I was awakened a couple of times through the night by a vivid, troubling dream – a nightmare full of anxieties about not being able to do anything because there was too much to do, not knowing even where to start, and then having my most precious equipment stolen right before my dream eyes.
I was supposed to clear some land of a few small trees. But as I surveyed the site, I discovered there were far more; and many of them were very old and had grown up right beside the ruins of ancient stone buildings. They had essentially become part of those structures. So, how could I cut down those trees without ruining what was left of the buildings and thousands of years of heritage? I put my chainsaw down, as I saw no way of proceeding with the job.
But suddenly there were other people around, looking to get on with their work. Apparently it was about moving a huge amount of chaotic stuff from one warehouse-sort of place to another, new facility, but in an orderly way. I felt a strong sense of needing to organize and take the lead in that work. That too was supposed to have been my job. I wandered around, trying to figure out how and where to get started. But the work began without me. And then I remembered I had left my chainsaw on the ground, just in time to see it being picked up and stolen by someone who then just walked away, out of sight. Everything was falling apart.
I wandered around the old warehouse for a long time, but couldn’t find any way to bring the situation under control. If I could just pick up one thing and move it from A to B, or just pack one box, maybe that would be something.
I thought about calling 911 to report the theft of my chainsaw. But I went looking for it instead. I did indeed soon find it, completely disassembled. The various parts were scattered around. I started picking them up, but some were missing, and besides, not being that mechanically inclined, I soon realized I wouldn’t be able to rebuild the machine.
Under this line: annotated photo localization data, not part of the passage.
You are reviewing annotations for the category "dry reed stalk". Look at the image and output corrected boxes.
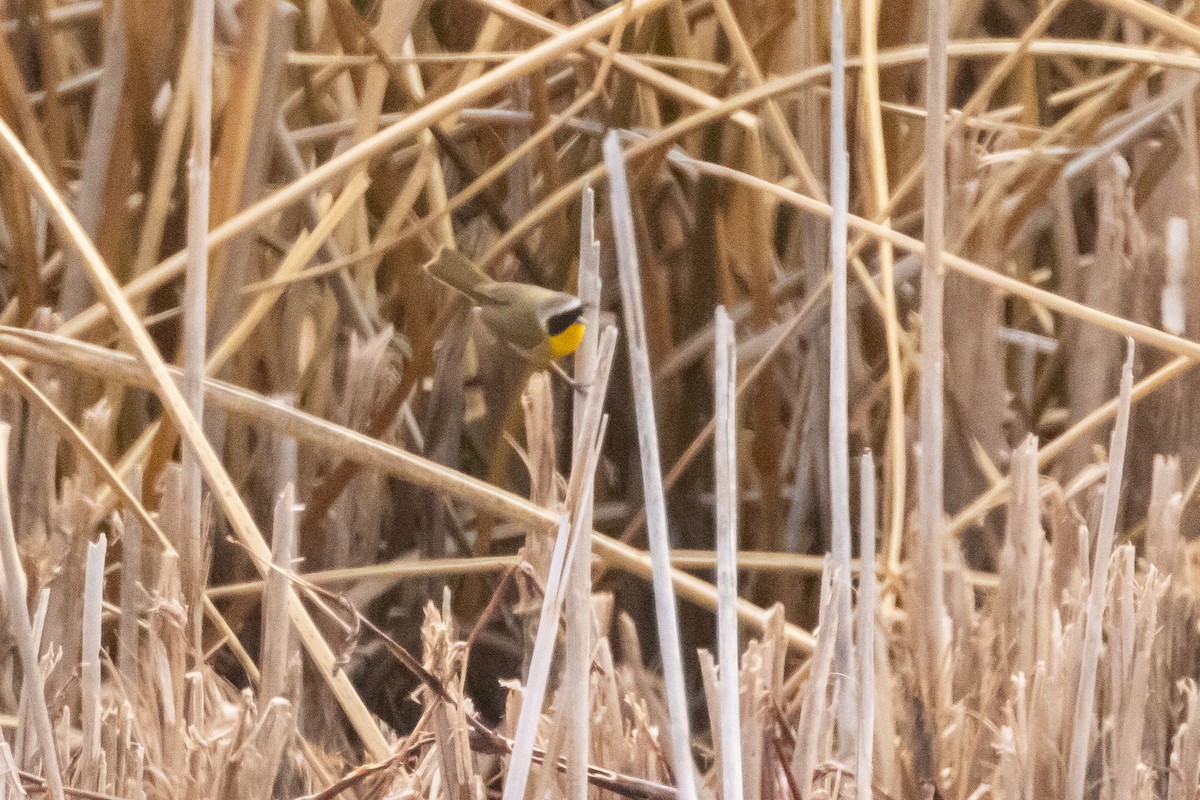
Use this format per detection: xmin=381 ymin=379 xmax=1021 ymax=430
xmin=857 ymin=452 xmax=877 ymax=800
xmin=1168 ymin=681 xmax=1200 ymax=800
xmin=179 ymin=0 xmax=215 ymax=661
xmin=1066 ymin=342 xmax=1134 ymax=800
xmin=204 ymin=0 xmax=281 ymax=314
xmin=117 ymin=465 xmax=143 ymax=687
xmin=207 ymin=554 xmax=520 ymax=598
xmin=793 ymin=561 xmax=838 ymax=798
xmin=1102 ymin=546 xmax=1166 ymax=800
xmin=260 ymin=484 xmax=296 ymax=705
xmin=0 ymin=423 xmax=63 ymax=800
xmin=12 ymin=588 xmax=48 ymax=774
xmin=713 ymin=306 xmax=743 ymax=800
xmin=997 ymin=436 xmax=1043 ymax=679
xmin=563 ymin=183 xmax=601 ymax=800
xmin=916 ymin=0 xmax=950 ymax=748
xmin=605 ymin=129 xmax=698 ymax=799
xmin=503 ymin=511 xmax=574 ymax=800
xmin=206 ymin=544 xmax=987 ymax=594
xmin=827 ymin=0 xmax=857 ymax=764
xmin=77 ymin=534 xmax=106 ymax=791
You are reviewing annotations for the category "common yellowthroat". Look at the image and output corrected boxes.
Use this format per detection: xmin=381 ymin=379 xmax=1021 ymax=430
xmin=423 ymin=246 xmax=586 ymax=366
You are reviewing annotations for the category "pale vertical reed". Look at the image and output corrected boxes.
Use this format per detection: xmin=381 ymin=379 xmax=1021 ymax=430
xmin=1066 ymin=341 xmax=1134 ymax=800
xmin=604 ymin=129 xmax=698 ymax=798
xmin=858 ymin=452 xmax=877 ymax=800
xmin=565 ymin=183 xmax=601 ymax=800
xmin=0 ymin=423 xmax=63 ymax=800
xmin=180 ymin=0 xmax=215 ymax=662
xmin=714 ymin=306 xmax=743 ymax=800
xmin=827 ymin=0 xmax=857 ymax=762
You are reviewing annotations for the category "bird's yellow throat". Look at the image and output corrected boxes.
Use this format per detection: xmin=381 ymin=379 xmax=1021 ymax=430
xmin=548 ymin=322 xmax=586 ymax=358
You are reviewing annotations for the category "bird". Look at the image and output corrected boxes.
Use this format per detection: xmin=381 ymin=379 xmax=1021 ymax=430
xmin=422 ymin=246 xmax=586 ymax=367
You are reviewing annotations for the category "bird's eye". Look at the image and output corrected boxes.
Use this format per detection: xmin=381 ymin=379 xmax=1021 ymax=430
xmin=547 ymin=308 xmax=583 ymax=336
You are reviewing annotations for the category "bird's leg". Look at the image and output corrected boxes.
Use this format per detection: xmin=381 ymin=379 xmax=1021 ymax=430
xmin=550 ymin=360 xmax=588 ymax=397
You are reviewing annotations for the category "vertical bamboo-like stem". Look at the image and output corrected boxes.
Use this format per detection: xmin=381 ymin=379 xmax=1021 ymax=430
xmin=793 ymin=561 xmax=839 ymax=798
xmin=0 ymin=424 xmax=63 ymax=800
xmin=857 ymin=451 xmax=878 ymax=800
xmin=827 ymin=0 xmax=857 ymax=762
xmin=504 ymin=513 xmax=572 ymax=800
xmin=1065 ymin=341 xmax=1134 ymax=800
xmin=118 ymin=465 xmax=143 ymax=686
xmin=14 ymin=588 xmax=49 ymax=768
xmin=0 ymin=741 xmax=21 ymax=797
xmin=919 ymin=0 xmax=950 ymax=719
xmin=261 ymin=484 xmax=296 ymax=704
xmin=714 ymin=306 xmax=744 ymax=800
xmin=181 ymin=0 xmax=215 ymax=659
xmin=79 ymin=534 xmax=108 ymax=789
xmin=603 ymin=130 xmax=699 ymax=800
xmin=565 ymin=184 xmax=601 ymax=800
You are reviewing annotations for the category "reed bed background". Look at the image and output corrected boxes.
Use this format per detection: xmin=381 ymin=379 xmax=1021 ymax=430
xmin=0 ymin=0 xmax=1199 ymax=798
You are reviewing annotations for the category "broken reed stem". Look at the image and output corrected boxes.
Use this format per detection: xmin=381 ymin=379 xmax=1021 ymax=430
xmin=828 ymin=0 xmax=857 ymax=763
xmin=504 ymin=512 xmax=574 ymax=800
xmin=117 ymin=465 xmax=143 ymax=686
xmin=261 ymin=484 xmax=296 ymax=704
xmin=14 ymin=590 xmax=49 ymax=768
xmin=1065 ymin=340 xmax=1135 ymax=800
xmin=0 ymin=423 xmax=64 ymax=800
xmin=604 ymin=130 xmax=698 ymax=799
xmin=857 ymin=451 xmax=877 ymax=800
xmin=180 ymin=0 xmax=215 ymax=662
xmin=714 ymin=306 xmax=744 ymax=800
xmin=565 ymin=183 xmax=601 ymax=800
xmin=79 ymin=535 xmax=106 ymax=789
xmin=794 ymin=561 xmax=838 ymax=799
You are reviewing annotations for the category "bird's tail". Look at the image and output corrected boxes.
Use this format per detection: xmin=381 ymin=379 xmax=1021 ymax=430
xmin=423 ymin=247 xmax=494 ymax=300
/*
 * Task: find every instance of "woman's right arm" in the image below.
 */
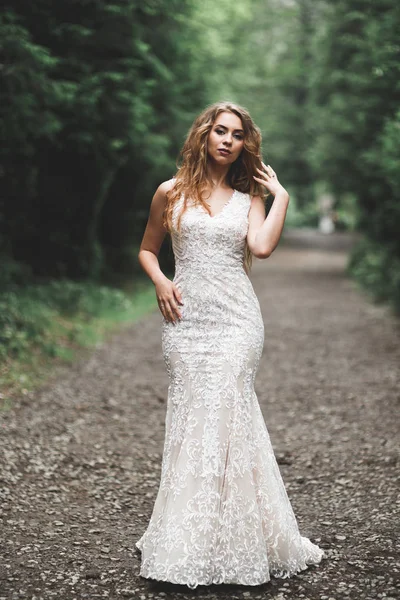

It made no sense at that point, but I called 911 to report the theft and damage to my chainsaw. I stressed to the woman who took the call that it was my “essential” tool, that it had cost more than $500, and that I couldn’t work without it. But she didn’t think there was much if anything the police could do; after all, hadn’t I found it.
“But it was stolen,” I said. “I can’t afford to buy another one, and now I can’t do anything.”
I woke up at that point for the second time that night. The first time was also in the midst of an earlier dream I can’t remember, except I know I had to wake up to reassure myself it was “just a dream,” and not actually real.
But they are real, aren’t they, more real than what we call “reality.”
Why do we dream, if not so our inner self, our real self, can tell us about something very important beyond the ability of conscious selves to express and understand without the help, the intervention, of a dream/nightmare? Are our conscious minds so afraid to face the truth? Are they so shallow we need dreams to plumb the depths of self-prophecy, to warn us of personal catastrophe ahead.
I know now, for sure, I had such a dream once –very vivid, and not in the least need of interpretation, because it was so real and obvious. It was a clear warning, and I ignored it, or just forgot it until one day years later, I remembered the dream, and shook my head.
But I think sometimes even dreams put themselves in coded images because the truths they are trying to tell us are so hard for even our sub-conscious minds to face directly. And then if we don’t write them down right away, we risk losing them.
However, that dream two nights ago was one I will likely never forget. In that sense it was like a recurrent nightmare I had as a child. I used to dread bedtime, and going to sleep. But at some point it stopped.
I cherished sleep for years, “Sleep, that knits up the ravell’d sleeve of care.”
Sleep was my refuge. I had no trouble getting there, and 99.9 percent of the time I slept peacefully and soundly. Especially when I occasionally slept outside, I awoke with an amazing feeling of rejuvenation. I highly recommend it.
But during a bout of job-related depression about 20 years ago I was prescribed Prozac, one of the first anti-depressant, selective serotonin, re-uptake inhibitor (SSRI) medications. I took it for some months, and it soon ruined my sleep pattern. It never recovered.
After I woke up about 5:30 am from that vivid dream/nightmare the other night I was afraid to go back to sleep for fear of going right back into it. Last night, as bedtime approached, I was even reluctant to go to sleep. I read my current bedside book, Eric Metaxas’ excellent biography of Dietrich Bonhoeffer, longer than usual. But I am pleased to report I slept soundly, and peacefully, until daybreak. It was the best night’s sleep I’ve had in a long time.
So I’m thinking something therapeutic happened the night before and hopefully bedtime will again be a pleasurable, restful experience from here on in.
Hear me, my children, don’t ignore your dreams.